Performance and social connection data for baseball and basketball from 2001 to 2020

Citation

Evans, Emily; Webb, Benjamin; Jones, Rebecca (2022), Performance and social connection data for baseball and basketball from 2001 to 2020, Dryad, Dataset, https://doi.org/10.5061/dryad.g4f4qrfs5

Abstract

We examine whether social data can be used to predict how members of Major League Baseball (MLB) and members of the National Basketball Association (NBA) transition between teams during their career. We find that incorporating social data into various machine learning algorithms substantially improves the algorithms' ability to correctly determine these transitions in the NBA but only marginally in MLB. We also measure the extent to which player performance and team fitness data can be used to predict transitions between teams. This data, however, only slightly improves our predictions for players for both basketball and baseball players. We also consider whether social, performance, and team fitness data can be used to infer past transitions. Here we find that social data significantly improves our inference accuracy in both the NBA and MLB but player performance and team fitness data again does little to improve this score.

Methods

Performance data was scraped from www.basketball-reference.com/leagues and www.baseball-reference.com/leagues using Python and Beautiful Soup both of which are packages used to extract data from htmls. Since we looked at historical data and used appropriate crawl delays, we met the scraping terms defined in the robots.txt file for both sites. The Twitter data was collected using the Twitter API.

First, we scraped the Twitter usernames for each player listed on www.baseball-reference.com/friv/baseball-player-twitter-accounts.shtml and www.basketball reference.com/friv/twitter.html.

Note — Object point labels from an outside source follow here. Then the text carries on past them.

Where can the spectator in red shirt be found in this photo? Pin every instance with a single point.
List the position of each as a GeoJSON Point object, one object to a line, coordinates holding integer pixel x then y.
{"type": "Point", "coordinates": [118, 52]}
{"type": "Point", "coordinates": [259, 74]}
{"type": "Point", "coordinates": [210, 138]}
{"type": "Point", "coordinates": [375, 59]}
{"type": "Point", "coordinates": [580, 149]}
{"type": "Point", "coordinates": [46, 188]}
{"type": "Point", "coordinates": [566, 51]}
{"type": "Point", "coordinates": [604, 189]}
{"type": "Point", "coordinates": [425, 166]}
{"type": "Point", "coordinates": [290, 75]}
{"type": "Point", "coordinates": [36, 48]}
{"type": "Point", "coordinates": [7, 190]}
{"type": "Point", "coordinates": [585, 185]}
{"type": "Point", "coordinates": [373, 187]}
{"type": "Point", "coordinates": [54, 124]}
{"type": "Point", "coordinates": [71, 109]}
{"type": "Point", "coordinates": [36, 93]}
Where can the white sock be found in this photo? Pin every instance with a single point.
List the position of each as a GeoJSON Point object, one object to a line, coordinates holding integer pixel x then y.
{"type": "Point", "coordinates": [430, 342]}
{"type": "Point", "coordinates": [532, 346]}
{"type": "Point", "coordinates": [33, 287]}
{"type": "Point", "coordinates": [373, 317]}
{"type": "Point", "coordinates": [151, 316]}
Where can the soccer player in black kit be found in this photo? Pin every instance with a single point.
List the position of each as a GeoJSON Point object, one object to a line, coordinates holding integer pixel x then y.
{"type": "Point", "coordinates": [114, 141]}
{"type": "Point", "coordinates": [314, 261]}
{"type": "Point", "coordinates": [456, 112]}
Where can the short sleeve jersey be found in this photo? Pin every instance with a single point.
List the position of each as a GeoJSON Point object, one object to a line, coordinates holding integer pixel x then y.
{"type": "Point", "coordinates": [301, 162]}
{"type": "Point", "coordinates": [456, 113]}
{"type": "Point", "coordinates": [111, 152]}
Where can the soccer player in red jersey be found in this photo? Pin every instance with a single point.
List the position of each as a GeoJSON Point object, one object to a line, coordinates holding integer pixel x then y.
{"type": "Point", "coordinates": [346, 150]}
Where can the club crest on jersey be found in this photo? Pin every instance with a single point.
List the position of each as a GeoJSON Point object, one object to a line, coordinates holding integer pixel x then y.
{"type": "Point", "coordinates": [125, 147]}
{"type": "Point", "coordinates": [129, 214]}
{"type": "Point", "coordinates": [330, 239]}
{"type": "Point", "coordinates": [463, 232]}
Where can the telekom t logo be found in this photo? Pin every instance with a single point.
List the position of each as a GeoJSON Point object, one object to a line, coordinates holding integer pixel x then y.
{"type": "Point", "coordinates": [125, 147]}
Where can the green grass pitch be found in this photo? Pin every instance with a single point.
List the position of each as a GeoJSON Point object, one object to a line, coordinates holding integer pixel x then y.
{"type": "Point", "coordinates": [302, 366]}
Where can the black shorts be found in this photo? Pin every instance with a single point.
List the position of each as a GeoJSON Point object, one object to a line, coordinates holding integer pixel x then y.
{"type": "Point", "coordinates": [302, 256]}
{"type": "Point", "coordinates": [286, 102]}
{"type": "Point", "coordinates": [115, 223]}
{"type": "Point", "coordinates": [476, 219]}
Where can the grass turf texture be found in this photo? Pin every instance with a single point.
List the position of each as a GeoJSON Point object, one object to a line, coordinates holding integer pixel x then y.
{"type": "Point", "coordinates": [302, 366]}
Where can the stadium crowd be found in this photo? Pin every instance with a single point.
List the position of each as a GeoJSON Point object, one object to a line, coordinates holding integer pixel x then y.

Then using tweepy, a python package for connecting to the Twitter API, we were able to collect the Twitter IDs of the other MLB/NBA players that each player followed. We chose to look at those ``followed" instead of those ``following" because it significantly sped up the data collection process. By using the Twitter API and tweepy, we were able to follow all necessary protocols, including rate limits and only accessing publicly available information.